Solo l’1% dei dottorandi riesce a lavorare dopo il periodo di ricerca. Tutti gli altri avranno semplicemente allungato, di tre o cinque anni, la loro permanenza all’Università ritardando così l’ingresso nel mondo del lavoro.
Il risultato? L’Italia è all’ultimo posto in Europa per numero di dottorandi (1 ogni 1000 abitanti), superata persino dalla Polonia e dall’Islanda.
Ma a far scivolare in coda alla classifica il nostro Paese, è anche il guadagno netto di un ricercatore: appena 1005 euro al mese, denaro che spesso non basta neanche a pagare spostamenti, convegni e conferenze ai quali un dottorando deve necessariamente partecipare.
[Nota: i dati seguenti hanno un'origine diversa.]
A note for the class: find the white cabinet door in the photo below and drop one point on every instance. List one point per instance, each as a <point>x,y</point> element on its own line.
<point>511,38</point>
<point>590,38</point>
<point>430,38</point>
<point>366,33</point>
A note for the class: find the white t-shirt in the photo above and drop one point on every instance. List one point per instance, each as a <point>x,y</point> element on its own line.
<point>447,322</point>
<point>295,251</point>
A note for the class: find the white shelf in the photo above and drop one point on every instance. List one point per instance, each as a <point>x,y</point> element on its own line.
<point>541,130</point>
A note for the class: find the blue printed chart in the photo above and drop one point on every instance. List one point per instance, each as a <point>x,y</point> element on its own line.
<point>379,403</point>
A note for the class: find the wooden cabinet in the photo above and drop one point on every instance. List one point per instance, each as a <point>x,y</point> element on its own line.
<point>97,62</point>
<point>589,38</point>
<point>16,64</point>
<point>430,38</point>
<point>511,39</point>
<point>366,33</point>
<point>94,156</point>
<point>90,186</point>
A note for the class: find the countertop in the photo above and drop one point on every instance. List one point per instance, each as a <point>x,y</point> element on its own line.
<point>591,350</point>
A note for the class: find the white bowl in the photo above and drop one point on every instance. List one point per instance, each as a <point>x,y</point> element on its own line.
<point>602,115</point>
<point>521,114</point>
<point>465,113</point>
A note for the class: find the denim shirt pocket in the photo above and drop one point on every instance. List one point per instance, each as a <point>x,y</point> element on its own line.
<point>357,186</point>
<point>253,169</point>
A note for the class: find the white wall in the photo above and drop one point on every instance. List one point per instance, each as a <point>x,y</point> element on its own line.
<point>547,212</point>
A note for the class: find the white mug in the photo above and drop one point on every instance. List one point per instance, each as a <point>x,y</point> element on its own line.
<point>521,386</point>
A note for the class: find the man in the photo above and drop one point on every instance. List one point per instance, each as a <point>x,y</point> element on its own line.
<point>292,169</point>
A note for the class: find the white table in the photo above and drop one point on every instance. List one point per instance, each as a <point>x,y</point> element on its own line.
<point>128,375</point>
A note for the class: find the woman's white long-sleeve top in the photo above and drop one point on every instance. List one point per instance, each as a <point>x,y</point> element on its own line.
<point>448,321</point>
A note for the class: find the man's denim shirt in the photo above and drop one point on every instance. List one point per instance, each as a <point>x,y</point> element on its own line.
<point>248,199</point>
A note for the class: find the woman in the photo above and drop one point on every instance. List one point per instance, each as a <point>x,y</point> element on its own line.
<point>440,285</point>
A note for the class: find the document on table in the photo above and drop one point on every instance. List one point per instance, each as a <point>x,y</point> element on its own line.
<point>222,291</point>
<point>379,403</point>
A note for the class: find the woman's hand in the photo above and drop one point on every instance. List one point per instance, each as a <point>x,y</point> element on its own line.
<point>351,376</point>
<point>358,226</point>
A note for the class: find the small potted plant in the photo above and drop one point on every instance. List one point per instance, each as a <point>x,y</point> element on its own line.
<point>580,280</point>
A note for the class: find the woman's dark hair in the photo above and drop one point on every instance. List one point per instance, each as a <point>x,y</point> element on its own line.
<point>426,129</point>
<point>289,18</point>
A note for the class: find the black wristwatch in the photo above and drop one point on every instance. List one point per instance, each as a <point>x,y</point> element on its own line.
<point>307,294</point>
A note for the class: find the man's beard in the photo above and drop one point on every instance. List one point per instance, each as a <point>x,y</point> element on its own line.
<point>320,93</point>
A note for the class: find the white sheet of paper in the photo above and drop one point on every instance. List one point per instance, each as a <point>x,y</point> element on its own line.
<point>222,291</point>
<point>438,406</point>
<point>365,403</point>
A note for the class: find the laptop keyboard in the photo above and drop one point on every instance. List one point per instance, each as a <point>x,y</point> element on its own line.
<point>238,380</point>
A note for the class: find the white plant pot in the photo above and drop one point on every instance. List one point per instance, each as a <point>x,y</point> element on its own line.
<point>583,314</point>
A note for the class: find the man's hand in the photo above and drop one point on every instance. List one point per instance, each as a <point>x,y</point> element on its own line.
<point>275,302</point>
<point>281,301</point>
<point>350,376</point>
C’è poi la questione “accesso” ai posti banditi con regolare concorso.
Molti studenti denunciano irregolarità, scasa trasparenza e totale trascuratezza dei principi minimi di meritocrazia.
Realtà inquietanti che stanno producendo una prima pericolosa tendenza: negli ultimi anni i dipartimenti si trovano con offerte di dottorato con o senza borsa di studio, alle quali non fa riscontro la domanda da parte dei laureati, scoraggiati dalla grande incognita del post ricerca.
Sono numeri e dati allarmanti quelli raccolti dal corriere dell’Università Job che dedica l’inchiesta di maggio alla difficile vita dei dottorandi.
“Pensiero Stipendio” il titolo della copertina del mensile in edicola venerdì prossimo a Roma e a Napoli, ed il 7 maggio prossimo a Milano.